All good? Great, shall we chat?
It is true that I’ve been absent from the blog for a bit now. As with other absenses in the past, I make no excuses other than to say that “I’ve been busy doing other stuff.”
That statement in itself makes me sad, and a bit happy all at the same time. Don’t look at me like that. Okay, I’ll explain.
It makes me sad because I enjoy the time I spend writing, blog posts, poetry, and stories of varying lengths. It is time to think, reflect, and recharge my introvert batteries.
Also, I’ve said so many times in my life, “that if you want to do something, you’ll make time for it,” and I still believe that is true. That statement makes me wonder just how bad I want to write, since I’ve made little to no time for it lately. So, sad.
On the other hand, I’ve been plenty happy as of late. I’ve been traveling a good bit, running a lot, and racing more than I ever have before. My daughter and I are closing in on our first Trifecta (Spartan Race reference) of the year and that’s pretty awesome.
My daughter and I run and train together a lot and that leaves me worn out most nights. As a result, I find myself sleeping instead of writing most nights. Other nights I plop onto the couch and watch the idiot box with the family. I know that that is not the best use of my time, but oh well. I’m tired and even though we’re just watching tv, we’re in the same room, hanging out together, and that’s cool.

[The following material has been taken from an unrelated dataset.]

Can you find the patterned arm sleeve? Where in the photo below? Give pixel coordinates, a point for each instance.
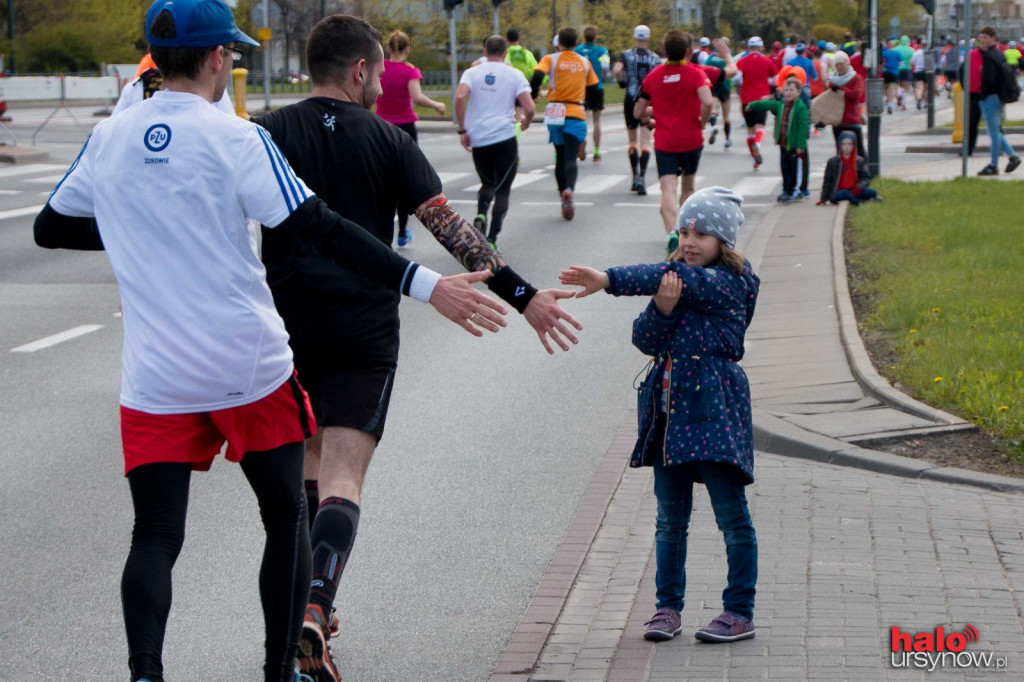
(460, 238)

I suppose that after talking it all through, that I’m still not sure how to make everything that I want to do fit into the mere 24 hours that we are all besssed with each day.
Perhaps the path I walk now is the right one. Live life to the fullest everyday, and if some things get lost along the way, that is the price we pay.
But perhaps a new path will reveal itself and I’ll be able to walk along it into endless happiness.
More likely than either of those though, there lies a path in beween. One that feeds the fit freak racer as well as the creative introverted mind. That would be nice. Now if I could just find that path, I’ll start walking.